On 2018/11/10 12:39 PM, Stephan Hoyer wrote:
On Sat, Nov 10, 2018 at 2:22 PM Hameer Abbasi <einstein.edi...@gmail.com <mailto:einstein.edi...@gmail.com>> wrote:

        To summarize, I think these are our options:

        1. Change the behavior of np.anyarray() to check for an
        __anyarray__() protocol. Change np.matrix.__anyarray__() to
        return a base numpy array (this is a minor backwards
        compatibility break, but probably for the best). Start issuing a
        FutureWarning for any MaskedArray operations that violate Liskov
        and add a skipna argument that in the future will default to
        skipna=False.

        2. Introduce a new coercion function, e.g., np.duckarray(). This
        is the easiest option because we don't need to cleanup NumPy's
        existing ndarray subclasses.


    My vote is still for 1. I don’t have an issue for PyData/Sparse
    depending on recent-ish NumPy versions — It’ll need a lot of the
    recent protocols anyway, although I could be convinced otherwise if
    major package devs (scikits, SciPy, Dask) were to weigh in and say
    they’ll jump on it (which seems unlikely given SciPy’s policy to
    support old NumPy versions).


I agree that option (1) is fine for PyData/sparse. The bigger issue is that this change should be conditional on making breaking changes (at least raising FutureWarning for now) to np.ma.MaskedArray.

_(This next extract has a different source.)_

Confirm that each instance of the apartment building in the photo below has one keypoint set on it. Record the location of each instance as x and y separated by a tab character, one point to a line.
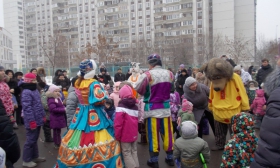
14	22
236	19
6	49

I don't know how people who currently use MaskedArray would feel about that. I would love to hear their thoughts.

Thank you. I am a user of masked arrays, and have been since pre-numpy days. I introduced their extensive use in matplotlib long ago. I have been a bit concerned, indeed, that all of the discussion of modifying masked arrays seems to be by people who don't actually use them explicitly (though they might be using them without knowing it via internal operations in matplotlib, or they might be quickly getting rid of them after they are yielded by netCDF4.Dataset()).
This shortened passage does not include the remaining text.